BLOOD PRODUCTS ADVISORY COMMITTEE MEETING

Friday, March 19, 2004

Gaithersburg, MD

 

Issue Summary for Topic III:  FDA’s Current Thinking on Product Standards, Quality Assurance, and Submission Requirements for Platelets, Pheresis    

                                                  

Issue:   FDA intends to develop updated policies regarding product standards and quality assurance for apheresis platelets (Platelets, Pheresis).  In order to define a regulatory policy that best addresses recent developments in the field, CBER seeks the advice of the Committee on FDA’s current thinking regarding donor selection, component collection, process validation, quality assurance testing, and standards for licensure applicable to apheresis platelets.

 

Background

 

The practice of preparing platelets by apheresis using automated blood cell separators has expanded exponentially since publication of FDA’s current guidance “Revised Guideline for the Collection of Platelets, Pheresis – October 10, 1988.” However, since that time, many improvements have been made to the collection process, storage containers, and methods to determine platelet yields.  In addition, apheresis collection procedures may now incorporate the collection of double and triple platelet components from a single procedure, the use of in-process leukocyte reduction, and the collection of concurrent plasma or Red Blood Cell components. CBER plans to update this guidance document to reflect new developments in the area of platelet component preparation.  To address these issues, FDA will provide presentations on its current thinking, and an industry representative will discuss the complexities of plateletpheresis quality control in a large collection center, including related cost-benefit considerations.   

 

Discussion

 

It is important that platelet components should adhere to defined standards to ensure that their therapeutic value is characterized and predictable, and to minimize the overall number of donor exposures necessary to reach a therapeutic end point.  In addition, CBER seeks to define and recommend an effective program for quality assurance monitoring of plateletpheresis components.  FDA’s current thinking in these areas is as follows:

 

Product standards:  Published research indicates that there is poor recovery of viable platelets stored at a pH of less than 6.2. Therefore, we currently believe that while pH 6.0 remains as a minimal acceptable pH (per 21 CFR 640.25 (b)(2)), 90% of plateletpheresis components tested should be ≥ pH 6.2. Because of the continuing problem of bacterial contamination of blood components and associated transfusion risks we continue to recommend bacteriological testing as a part of process validation, but now also believe that bacteriological testing should be recommended as part of quality assurance monitoring. Finally, QC testing at CBER has indicated that 8.2% of components had a greater than 10% difference in actual volume when compared with the component label as required in 21 CFR 606.121(c)(6) [5], and 12% had a discrepancy between the double collection volumes in each bag [5]. This separation volume discrepancy can result in platelet counts < 3.0 x 10¹¹ . We therefore are considering whether to propose a recommendation for an audit system that assesses the total volume and equal volume distribution in double and triple collections, by performing actual tared measurement, and weight volume conversion.

 

Quality Control:  As defined in 21 CFR 640.25 (b)(1-3), four collections per month prepared from different donors shall be tested at the end of the storage period for platelet count, pH, and actual plasma volume.
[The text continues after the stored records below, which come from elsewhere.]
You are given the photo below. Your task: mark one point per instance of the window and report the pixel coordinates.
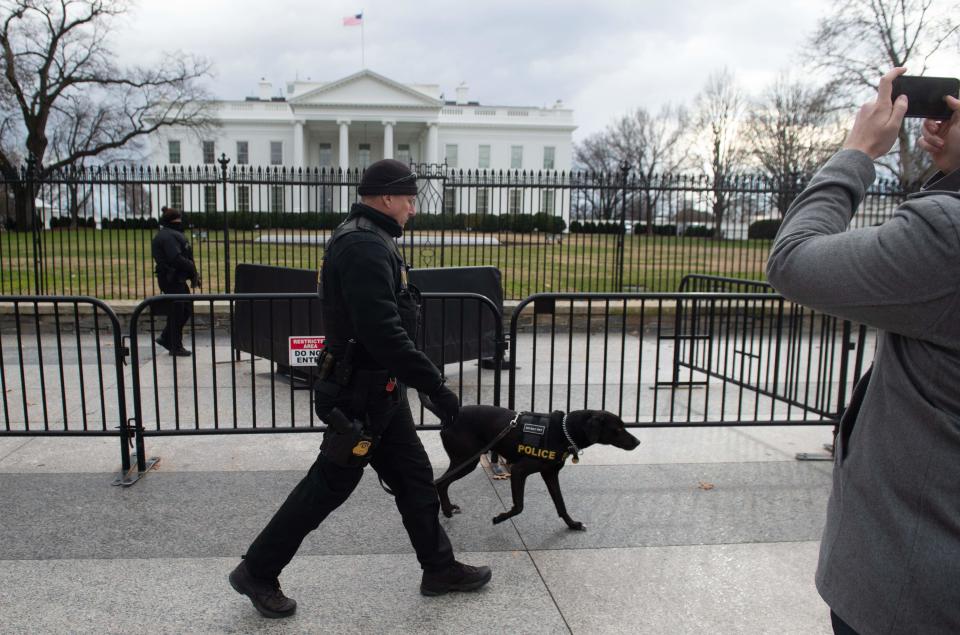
(483, 161)
(276, 198)
(173, 149)
(175, 197)
(209, 153)
(547, 202)
(516, 201)
(483, 201)
(549, 152)
(326, 155)
(451, 155)
(516, 157)
(210, 198)
(243, 198)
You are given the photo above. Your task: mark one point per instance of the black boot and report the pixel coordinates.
(265, 595)
(456, 577)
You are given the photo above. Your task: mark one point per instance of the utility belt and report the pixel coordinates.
(351, 440)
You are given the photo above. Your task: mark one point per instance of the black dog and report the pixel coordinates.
(562, 437)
FDA has interpreted that this requirement be applied across all possible production strata (machine type, site, product type). When this QC requirement is applied, it results in a large QC workload, and may also require that a substantial number of components be held for testing making them temporarily unavailable for distribution.  At the same time, a small number of samples in each stratum limits the power of testing to detect process deviations.

 

FDA seeks to establish a statistical framework for quality control strategies appropriate to address low volume production with a low rate of expected failures.  FDA will discuss possible approaches involving product conformance within a defined confidence interval based upon binomial statistics, as well as a rate-ratio approach with pre-defined failure tolerance limits as they might apply to platelet apheresis quality control testing.

 

FDA’s current thinking regarding necessary elements of quality control for apheresis platelet components includes the following:

 

a) Assessment of four collections from different donors per machine type, per collection site, and per product type for platelet count, pH, and actual plasma volume. This assessment is to be conducted at the end of the storage period (or at time of issue).

 

b) Establishment of an internal audit system to assess the total volume and equal volume distribution in double and triple collections, by performing actual tared measurement, and weight volume conversion.

 

c) Establishment of internal procedures to include bacteriological testing as part of quality assurance monitoring.

 

 

Questions for the Committee

 

1.  Does the Committee agree that the proposed recommendations for quality control testing are adequate to assure quality of Platelets, Pheresis?   

 

2.  If not, please comment on alternate approaches to quality control for Platelets, Pheresis.